Here is how it works: Consider the case of milk in China. In the face of uncertainty of information over which brand is unreliable, the Chinese consumer is boycotting all Chinese milk brands.
Similarly, if it is uncertain which brands of palm oil were contributing to the haze, it would not be unreasonable for consumers to boycott all palm oil. This is a logical response particularly if they go by reports that the area to be cultivated for oil palm is to be increased by 60 per cent.
This potential for the destruction of the palm oil market is why the industry association Roundtable on Sustainable Palm Oil has jumped to life from its previously dormant state to demand digital maps from its members. It has to identify those members and non-members who are contributing to the haze to save the market.
This leads to the third question of how to identify the offenders. The stock response is that it is a complex matter.
The truth is it may be complicated but it is certainly not complex. The modern car has many moving parts and a lot of electronics; it is complicated but not complex. Press a button, flick a switch and you get the same response every time. The human body is complex; two persons of the same age and gender from the same ethnic group may react differently to the same medication. When something is complex, doing the same thing does not always get the same result.
In contrast, the response from the companies whose fires are burning in the concessions has followed a script. A choking haze sweeps over Singapore and Malaysia. Non-governmental organisations and various parties pin the blame on paper and palm oil companies. The companies deny they are responsible for the fires; it will be said that farmers are responsible as they have been doing so for decades and centuries, overlooking the fact that the haze at health-threatening levels started only from the early 1990s when plantations began sprouting.

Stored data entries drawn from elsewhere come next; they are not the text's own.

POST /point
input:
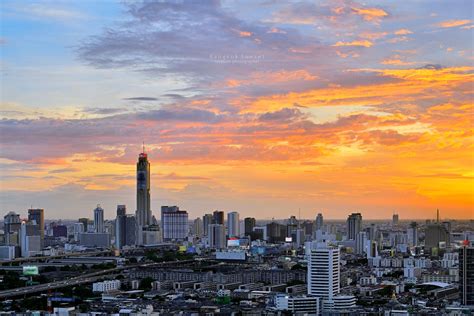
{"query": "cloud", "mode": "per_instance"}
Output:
(370, 14)
(453, 23)
(140, 99)
(362, 43)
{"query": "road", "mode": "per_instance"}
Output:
(84, 278)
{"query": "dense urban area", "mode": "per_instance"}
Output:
(218, 265)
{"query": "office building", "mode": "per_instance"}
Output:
(297, 305)
(354, 225)
(11, 228)
(198, 228)
(206, 221)
(174, 223)
(466, 274)
(78, 229)
(319, 222)
(121, 210)
(99, 219)
(36, 215)
(324, 272)
(30, 239)
(249, 224)
(395, 219)
(216, 236)
(218, 217)
(361, 241)
(106, 286)
(94, 240)
(125, 228)
(436, 236)
(412, 234)
(233, 224)
(85, 223)
(143, 213)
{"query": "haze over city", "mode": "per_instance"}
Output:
(268, 109)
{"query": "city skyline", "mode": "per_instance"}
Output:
(269, 109)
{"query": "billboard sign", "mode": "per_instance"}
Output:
(30, 270)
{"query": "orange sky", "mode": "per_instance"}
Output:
(333, 117)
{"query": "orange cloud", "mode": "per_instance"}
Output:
(370, 14)
(362, 43)
(453, 23)
(403, 32)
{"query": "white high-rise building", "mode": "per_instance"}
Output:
(361, 243)
(233, 224)
(198, 227)
(216, 235)
(319, 222)
(174, 223)
(99, 219)
(324, 272)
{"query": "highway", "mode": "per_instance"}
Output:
(85, 278)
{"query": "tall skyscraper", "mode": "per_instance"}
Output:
(143, 213)
(218, 217)
(466, 274)
(233, 224)
(99, 219)
(121, 210)
(249, 224)
(37, 215)
(216, 236)
(324, 273)
(125, 228)
(206, 221)
(198, 227)
(85, 223)
(174, 223)
(11, 228)
(361, 241)
(412, 233)
(354, 225)
(319, 222)
(395, 219)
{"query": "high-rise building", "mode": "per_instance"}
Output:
(354, 225)
(395, 219)
(435, 236)
(324, 272)
(11, 228)
(319, 222)
(174, 223)
(37, 215)
(361, 241)
(85, 223)
(206, 221)
(30, 239)
(198, 228)
(216, 236)
(412, 233)
(466, 274)
(78, 229)
(125, 228)
(218, 217)
(143, 213)
(233, 224)
(121, 210)
(249, 224)
(99, 219)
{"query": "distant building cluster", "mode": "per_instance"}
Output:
(315, 267)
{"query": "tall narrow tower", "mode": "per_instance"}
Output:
(143, 213)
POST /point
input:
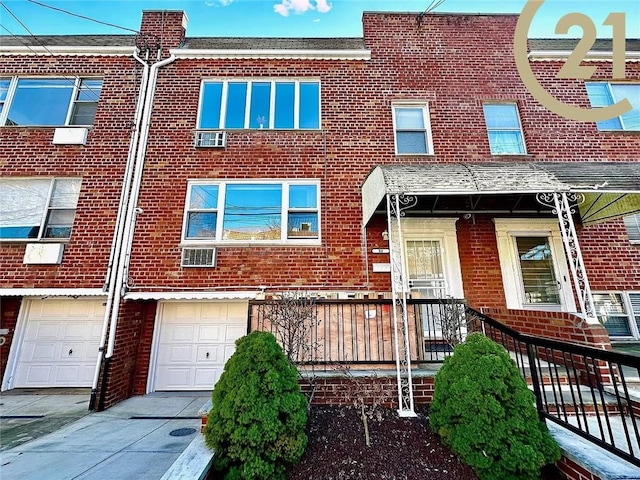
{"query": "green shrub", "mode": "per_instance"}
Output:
(256, 426)
(483, 410)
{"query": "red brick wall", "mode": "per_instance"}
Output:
(123, 364)
(557, 325)
(28, 152)
(457, 62)
(144, 348)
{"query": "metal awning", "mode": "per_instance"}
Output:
(611, 189)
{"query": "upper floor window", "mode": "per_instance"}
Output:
(602, 94)
(412, 129)
(632, 222)
(273, 104)
(49, 101)
(252, 211)
(37, 208)
(504, 129)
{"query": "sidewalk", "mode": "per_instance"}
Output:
(139, 438)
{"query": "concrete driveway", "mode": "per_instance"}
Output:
(139, 438)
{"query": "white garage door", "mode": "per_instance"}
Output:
(194, 342)
(60, 343)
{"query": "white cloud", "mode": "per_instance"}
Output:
(301, 6)
(218, 3)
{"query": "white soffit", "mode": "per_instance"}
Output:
(52, 292)
(190, 295)
(273, 54)
(93, 51)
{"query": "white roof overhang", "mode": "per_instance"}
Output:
(611, 189)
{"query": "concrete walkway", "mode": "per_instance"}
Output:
(137, 439)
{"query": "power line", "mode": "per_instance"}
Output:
(82, 16)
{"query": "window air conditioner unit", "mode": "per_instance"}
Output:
(199, 257)
(211, 139)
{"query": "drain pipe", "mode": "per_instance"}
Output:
(130, 220)
(116, 244)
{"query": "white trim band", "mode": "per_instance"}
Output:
(272, 54)
(52, 292)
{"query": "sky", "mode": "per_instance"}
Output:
(286, 18)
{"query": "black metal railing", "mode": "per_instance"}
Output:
(329, 332)
(593, 393)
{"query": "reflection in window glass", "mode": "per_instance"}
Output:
(285, 103)
(538, 274)
(236, 103)
(260, 105)
(25, 202)
(411, 131)
(4, 89)
(211, 104)
(303, 196)
(603, 94)
(612, 314)
(309, 105)
(503, 127)
(252, 212)
(40, 102)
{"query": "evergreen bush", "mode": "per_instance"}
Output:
(256, 426)
(483, 410)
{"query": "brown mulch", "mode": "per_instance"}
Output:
(401, 448)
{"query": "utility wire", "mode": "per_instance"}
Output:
(82, 16)
(70, 80)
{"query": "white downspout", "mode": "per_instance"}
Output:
(133, 201)
(114, 257)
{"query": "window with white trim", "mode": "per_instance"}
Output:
(619, 312)
(412, 129)
(256, 211)
(49, 101)
(632, 224)
(532, 260)
(603, 94)
(37, 208)
(504, 129)
(255, 104)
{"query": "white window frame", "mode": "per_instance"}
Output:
(424, 106)
(444, 231)
(613, 100)
(76, 81)
(633, 318)
(507, 230)
(42, 228)
(284, 214)
(272, 102)
(519, 129)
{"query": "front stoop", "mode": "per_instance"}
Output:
(582, 460)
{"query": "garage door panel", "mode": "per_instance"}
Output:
(234, 332)
(206, 378)
(52, 329)
(192, 349)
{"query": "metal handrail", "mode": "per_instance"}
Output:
(593, 393)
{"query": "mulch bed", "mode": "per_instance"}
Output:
(401, 448)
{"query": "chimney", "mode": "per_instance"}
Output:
(160, 31)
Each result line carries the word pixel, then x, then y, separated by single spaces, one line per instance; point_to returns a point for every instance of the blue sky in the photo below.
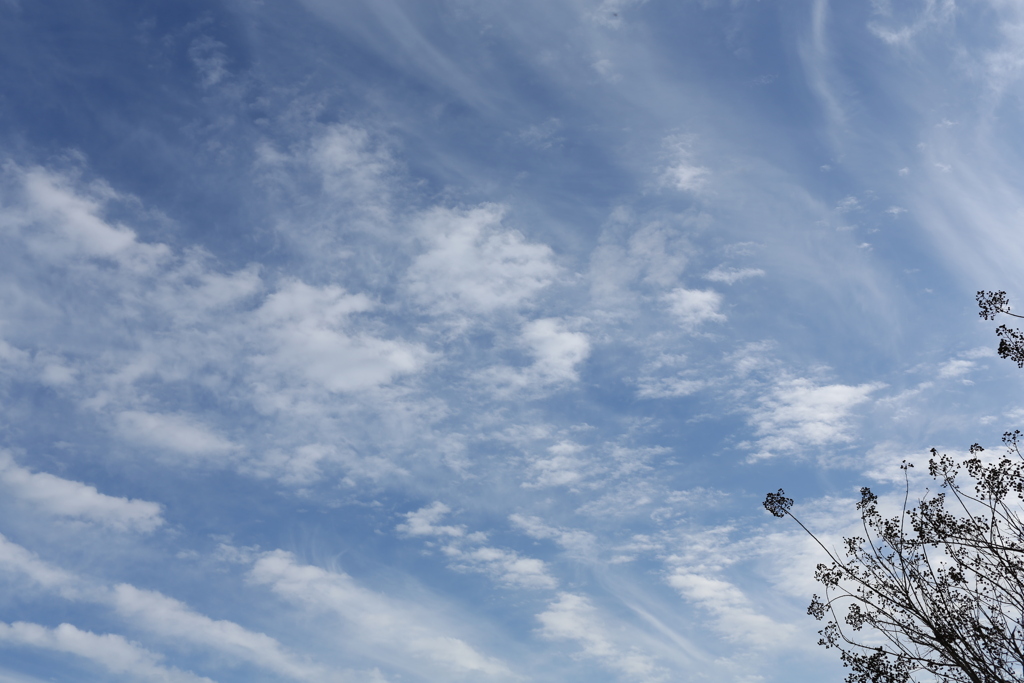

And as if to prove the point that it is individual farmers, some poor souls are arrested. Meanwhile, paper companies will say it makes no sense to burn trees when they are paper companies.
It is a script. When something can be scripted, it is not complex.
All the evidence points to slash-and-burn by the large plantation companies or their third-party suppliers.
Any effort at a boycott therefore has to be multi-pronged.
Here is where every Singaporean can play a part in stopping the haze.
Join the Stop The Haze petition on Avaaz.org
Join the Facebook group Haze Elimination Action Team (Disclosure: I am one of the founders of this group). It is intended as an information hub for a boycott, when needed. Should the companies be identified, the team will also be talking to bankers and financiers of the offenders to tell them to boycott those companies.
We hope the situation will not require us to activate a boycott.
Even so, if the haze dies down, just being ready to act the next time the haze comes around will be a step forward.
Sign up, act and prepare to make a difference.
The writer is a professor at the Wee Kim Wee School of Communication and Information, Nanyang Technological University, where he is the director of the Singapore Internet Research Centre.